Figure 3. Sema3d signals via ErbB2 in endothelial cells.

(a) Western blot for phospho-ErbB2 (Y1248) from HUVECs incubated with increasing concentrations of Sema3d for 30 min. (b) Transwell migration assay showing the percentage HUVECs that migrated through a porous membrane in the presence of Sema3d or Sema3e when compared to vehicle control in the presence of a control siRNA (left) or ErbB2 siRNA (right). ***P<0.001, *P<0.05, NS, not significant (one-way ANOVA between groups P<0.001 for both groups; post-hoc multiple comparisons, Tukey's test) (c) Western blot for phospho-Akt (S473) and phospho-ErbB2 (Y1248) from HUVECs incubated with increasing concentrations of Sema3d for 5 min. (d) Western blot for ErbB2 and phospho-Akt (S473) of HUVECs in the presence of control or ErbB2 siRNA treated with Sema3d (10 nM) for 5 min. (e) Quantification of ErbB2 knockdown and Akt phosphorylation from (d). **P<0.01, *P<0.05 (Student's t-test, n=3).
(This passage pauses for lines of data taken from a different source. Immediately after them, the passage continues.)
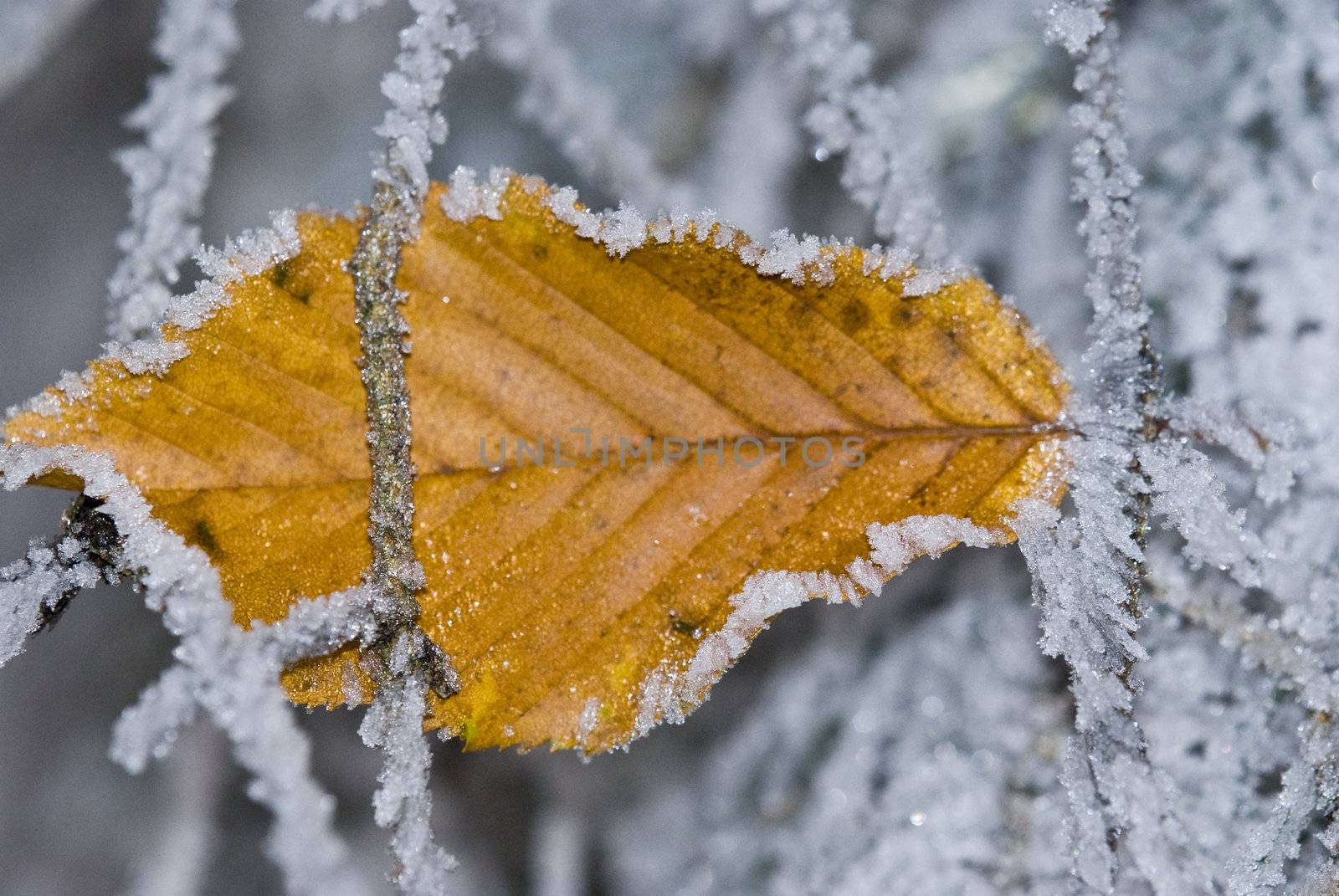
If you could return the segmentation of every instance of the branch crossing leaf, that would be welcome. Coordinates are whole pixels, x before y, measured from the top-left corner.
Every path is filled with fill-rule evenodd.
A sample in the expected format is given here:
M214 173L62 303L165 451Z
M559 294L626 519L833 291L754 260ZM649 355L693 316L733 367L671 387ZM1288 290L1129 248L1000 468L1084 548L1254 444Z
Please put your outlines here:
M430 727L467 749L623 746L757 635L738 620L763 573L858 600L900 569L870 560L872 524L949 514L1003 542L1015 500L1059 498L1062 374L984 283L909 295L913 269L849 245L767 276L767 250L704 218L615 213L621 241L600 245L565 194L513 177L461 221L437 185L404 250L419 623L461 675ZM5 426L108 453L209 554L242 625L371 561L358 222L299 232L202 325L163 325L187 350L165 371L94 362ZM339 704L368 692L356 662L284 683Z

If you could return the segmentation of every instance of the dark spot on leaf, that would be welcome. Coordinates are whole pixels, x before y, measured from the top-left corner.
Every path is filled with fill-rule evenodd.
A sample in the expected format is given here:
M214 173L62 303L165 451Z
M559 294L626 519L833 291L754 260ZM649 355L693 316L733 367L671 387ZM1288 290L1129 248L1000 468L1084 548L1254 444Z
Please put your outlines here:
M841 309L842 329L850 332L869 323L869 308L858 299L852 299Z
M200 520L195 524L195 544L200 545L208 554L213 554L218 550L218 541L214 540L213 530L210 530L209 524L204 520Z

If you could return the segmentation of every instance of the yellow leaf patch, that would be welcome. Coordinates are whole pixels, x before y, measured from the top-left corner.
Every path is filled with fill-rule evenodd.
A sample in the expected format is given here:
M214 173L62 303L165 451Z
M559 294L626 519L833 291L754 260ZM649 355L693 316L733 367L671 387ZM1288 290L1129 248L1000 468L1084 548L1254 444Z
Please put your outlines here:
M1002 529L1016 498L1058 500L1060 374L979 280L904 295L848 246L795 285L691 225L615 258L533 181L510 182L501 220L450 220L442 193L399 285L420 624L462 680L428 726L469 749L627 743L643 683L687 670L751 575L844 577L873 522ZM358 225L307 214L300 233L201 328L165 325L189 355L162 375L99 360L87 395L5 427L108 453L209 554L244 625L371 561ZM355 659L284 683L337 704Z

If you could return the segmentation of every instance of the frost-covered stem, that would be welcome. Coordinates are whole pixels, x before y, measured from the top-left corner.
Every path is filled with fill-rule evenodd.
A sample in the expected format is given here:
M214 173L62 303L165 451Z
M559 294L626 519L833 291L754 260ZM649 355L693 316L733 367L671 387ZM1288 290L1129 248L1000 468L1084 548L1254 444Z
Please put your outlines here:
M372 797L375 821L391 829L391 853L398 868L395 881L411 896L441 896L455 857L432 842L432 796L428 771L432 754L423 737L427 713L427 680L414 668L420 633L402 633L388 658L390 675L376 691L359 734L386 754Z
M404 378L408 325L400 315L404 295L395 277L400 253L418 237L432 143L446 139L446 119L437 106L451 68L450 54L463 56L474 48L469 27L455 20L451 0L411 0L410 5L416 17L400 31L395 70L382 80L382 92L392 102L378 129L387 141L386 151L374 171L372 208L349 261L367 392L372 466L370 579L379 592L374 612L382 625L378 654L383 666L398 636L416 631L419 605L414 595L426 584L414 553L415 470ZM449 696L455 690L454 670L430 639L415 640L422 646L419 666L434 692Z
M408 325L399 311L403 295L395 285L410 228L403 197L390 183L378 183L349 263L372 461L371 579L379 591L378 616L394 631L418 621L414 592L423 587L423 573L414 556L415 471L410 457L410 396L404 379Z
M218 78L238 46L234 0L165 0L154 48L167 71L129 125L145 142L116 161L130 178L130 226L107 281L112 339L149 335L171 299L181 263L200 245L201 202L214 162L214 119L233 91Z
M446 655L418 627L415 592L426 581L414 553L415 470L404 376L408 325L399 309L404 293L395 279L404 246L418 237L432 143L446 139L438 103L451 54L471 52L474 38L455 20L453 0L410 0L410 5L416 17L400 31L395 70L382 79L382 92L392 103L378 129L386 151L374 171L372 208L349 261L367 391L368 577L379 628L371 668L378 690L360 733L386 754L372 805L376 824L391 829L391 852L399 864L395 880L404 893L435 896L445 892L455 860L432 842L431 751L423 717L430 688L445 699L458 683Z
M1138 876L1158 893L1190 893L1209 876L1134 718L1135 664L1146 654L1133 633L1152 506L1139 457L1158 431L1160 382L1134 246L1139 177L1129 161L1109 15L1105 0L1048 9L1047 38L1078 63L1074 193L1086 205L1093 343L1087 395L1074 411L1083 435L1069 447L1074 516L1022 501L1015 530L1043 613L1043 648L1070 667L1077 735L1062 779L1075 876L1098 892Z
M1087 352L1091 363L1093 396L1099 404L1085 423L1107 430L1105 435L1129 445L1126 469L1141 485L1127 494L1125 516L1138 548L1126 557L1126 611L1138 617L1144 581L1144 550L1148 546L1152 483L1142 470L1135 446L1152 442L1160 431L1157 406L1161 374L1157 354L1149 342L1149 308L1144 297L1141 261L1135 250L1134 189L1139 175L1129 161L1121 86L1115 72L1118 31L1110 21L1106 0L1075 3L1079 28L1095 28L1082 47L1075 33L1056 36L1078 62L1074 86L1081 102L1074 122L1085 131L1075 147L1078 169L1075 196L1086 204L1081 233L1094 260L1086 292L1093 301L1090 333L1095 338ZM1052 8L1052 15L1055 8ZM1073 23L1071 23L1073 24ZM1121 678L1129 683L1130 670Z

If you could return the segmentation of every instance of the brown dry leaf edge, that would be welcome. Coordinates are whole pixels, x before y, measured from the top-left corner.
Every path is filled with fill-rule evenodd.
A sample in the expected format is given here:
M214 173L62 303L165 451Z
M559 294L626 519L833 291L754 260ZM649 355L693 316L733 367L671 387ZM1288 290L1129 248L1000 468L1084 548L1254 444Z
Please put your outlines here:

Figure 4. ErbB2 is expressed by coronary venous endothelium.

(a) Immunofluorescence of a frontal section of an E14.5 heart for the endothelial marker eNOS (red) and ErbB2 (green). ErbB2 and eNOS co-localize to vessels in the antrioventricular junction (arrowheads). (b) Frontal section of an E17.5 heart co-stained for eNOS (red) and ErbB2 (green) demonstrating co-localization in subepicardial vessels (white arrowheads) but not in intramyocardial vessels (yellow arrowheads). (c) Phospho-ErbB2 (Y1248) immunofluorescence from frontal sections of E14.5 Sema3d^+/− and Sema3d^−/− hearts. ErbB2 phosphorylation is reduced in the Sema3d^−/− hearts (arrowheads). (d) Photomicrographs of H&E stained frontal sections from a postnatal ErbB2^fl/−;Tie2-Cre heart tracing a vessel from the left anterior AV groove to the left atrial lumen (arrows). LA, left atrium; LV, left ventricle. Scale bars, 100 μm.

Figure 5. ErbB2 and Nrp1 interact to form a Sema3d receptor.
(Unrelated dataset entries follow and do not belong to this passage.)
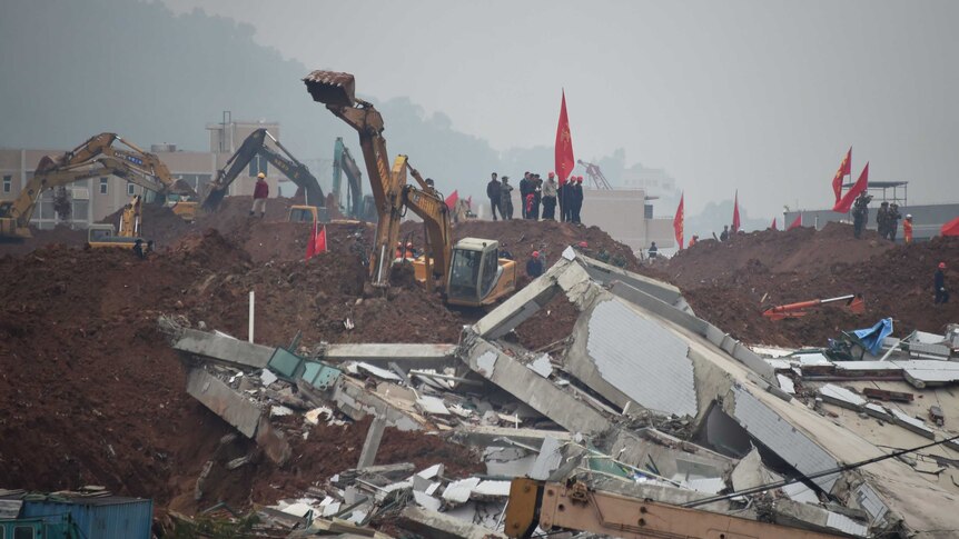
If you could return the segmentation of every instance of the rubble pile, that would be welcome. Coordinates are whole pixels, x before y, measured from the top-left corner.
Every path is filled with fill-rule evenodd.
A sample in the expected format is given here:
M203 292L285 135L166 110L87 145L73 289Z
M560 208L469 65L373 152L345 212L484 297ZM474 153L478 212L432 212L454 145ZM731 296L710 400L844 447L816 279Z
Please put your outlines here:
M959 264L959 241L893 244L873 232L857 240L851 226L831 222L821 231L767 230L726 243L700 241L643 271L680 287L699 316L739 339L795 347L886 317L906 333L942 331L959 319L959 306L932 305L932 272L940 261ZM762 317L772 306L848 293L863 296L864 315L822 307L797 320Z

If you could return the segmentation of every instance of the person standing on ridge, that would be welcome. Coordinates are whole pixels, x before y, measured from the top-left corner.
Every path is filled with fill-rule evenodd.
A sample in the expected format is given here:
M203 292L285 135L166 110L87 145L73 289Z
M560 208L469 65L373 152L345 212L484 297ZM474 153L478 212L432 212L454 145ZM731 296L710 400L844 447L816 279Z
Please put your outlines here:
M906 214L906 220L902 221L902 238L906 243L912 243L912 213Z
M493 211L493 220L496 220L496 210L500 208L500 180L496 172L491 174L490 183L486 183L486 197L490 198L490 209Z
M556 220L556 176L550 172L543 183L543 220Z
M269 198L269 184L266 182L266 174L260 172L256 174L256 184L253 188L253 208L249 210L249 216L253 217L259 211L259 218L266 216L266 199Z
M949 291L946 290L946 262L939 262L939 268L936 270L936 275L932 276L932 285L936 288L936 299L932 302L935 305L948 303Z
M543 261L540 260L540 251L533 251L533 254L526 262L526 275L533 279L543 275Z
(a) Representative photomicrographs of Cos-7 cells expressing indicated receptors after binding and enzymatic detection of alkaline phosphatase tagged Sema3d protein. (b) Co-immunoprecipitation of Nrp1 and ErbB2 in the presence or absence of Sema3d (10 nM). (c) Graphical representation of ErbB2 deletion constructs (top). Co-immunoprecipitation of Nrp1 and either full length or truncated ErbB2. (d) Western blot and quantification for phospho-ErbB2 (Y1248) from HUVECs treated with a Nrp1 or control siRNA, with or without Sema3d for 5 min. *P<0.05 (Student's t-test, n=4). (e) Immunofluorescence of E15.5 hearts shows that ErbB2 (green) and Nrp1 (red) co-localize in coronary vessels. (f) Model for Sema3d signalling to coronary endothelial cells. Sema3d binds to the Nrp1 subunit of a Nrp1/ErbB2 complex on endothelial cells. This results in the phosphorylation and activation of ErbB2 and subsequent downstream signalling, including phosphorylation of Akt. ECD, extracellular domain; ICD, intracellular domain; TM, transmembrane domain. Scale bars: a,100 μm; e, 10 μm.